From fried chicken to French fries, the body faces a formidable challenge breaking down everything that's going on inside your favorite fried foods. The impact is amplified by the fact that these items are often sold in super-sized servings.
"Think of how eating an extra-value fast food meal makes you feel like you need a nap right after lunch. If your meal is really high in calories or too large, so much energy is spent trying to digest it that less is available for other processes," Harris-Pincus says.
The body diverts energy from your muscles to tackle the important task at hand: Digesting the large, calorie-laden meal in your stomach.
Fatigue food fix: Substitute air-fried or oven-fried variations of your fast food favorites (try our best healthy fried food makeovers!) and aim to balance out the overall macronutrient level of your meal by including some protein.
If you've ever grabbed a donut for breakfast on the way to work, only to find yourself at the vending machine (or at least the coffee machine) at 10 a.m., know you're not alone.
"Foods that are highly processed and high in simple, refined carbs but lower in protein and fiber will be absorbed quickly," says Harris-Pincus, and fried, frosting-topped or glazed donuts are a prime example. "This will give an initial energy boost but your blood sugar levels will likely drop quickly again, which would make you feel zapped of energy."

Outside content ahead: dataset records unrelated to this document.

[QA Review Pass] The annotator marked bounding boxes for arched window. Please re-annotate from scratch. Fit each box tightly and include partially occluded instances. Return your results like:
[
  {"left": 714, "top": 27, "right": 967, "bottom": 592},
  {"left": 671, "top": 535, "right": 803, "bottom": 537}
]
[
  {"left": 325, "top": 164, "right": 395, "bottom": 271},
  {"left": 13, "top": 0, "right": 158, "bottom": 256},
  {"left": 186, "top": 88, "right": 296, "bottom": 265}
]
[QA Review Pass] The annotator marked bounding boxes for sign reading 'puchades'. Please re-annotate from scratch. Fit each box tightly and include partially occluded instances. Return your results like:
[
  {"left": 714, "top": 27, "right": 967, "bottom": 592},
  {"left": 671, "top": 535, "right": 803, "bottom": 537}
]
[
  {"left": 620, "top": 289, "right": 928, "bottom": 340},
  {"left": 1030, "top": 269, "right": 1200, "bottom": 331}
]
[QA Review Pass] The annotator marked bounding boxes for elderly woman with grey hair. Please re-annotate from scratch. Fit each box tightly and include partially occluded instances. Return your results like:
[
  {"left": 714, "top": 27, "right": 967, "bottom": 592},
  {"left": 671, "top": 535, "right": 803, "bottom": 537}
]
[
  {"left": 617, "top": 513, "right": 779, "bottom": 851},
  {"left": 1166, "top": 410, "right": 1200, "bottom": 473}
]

As a general rule, if your entire meal or snack is beige, it's likely an energy-drainer.
"The more natural colors that appear on your plate, the more nutrients there will be your meal. If you think about how low-nutrient foods impact the way you feel vs. higher-nutrient foods—it's easy to see why a diet richer in nutrients from colorful fruits, veggies, whole grains and lean proteins can provide you with more energy," Werner says.
Fatigue food fix: Next time you're in the mood for a pastry, try a whole-grain muffin or quick bread that's spiked with fresh fruit for a fiber and vitamin boost. Enjoy a serving alongside a cup of Greek yogurt or a hard-boiled egg for a balanced breakfast or snack. If you're still really raving that donut, try sharing half with a friend!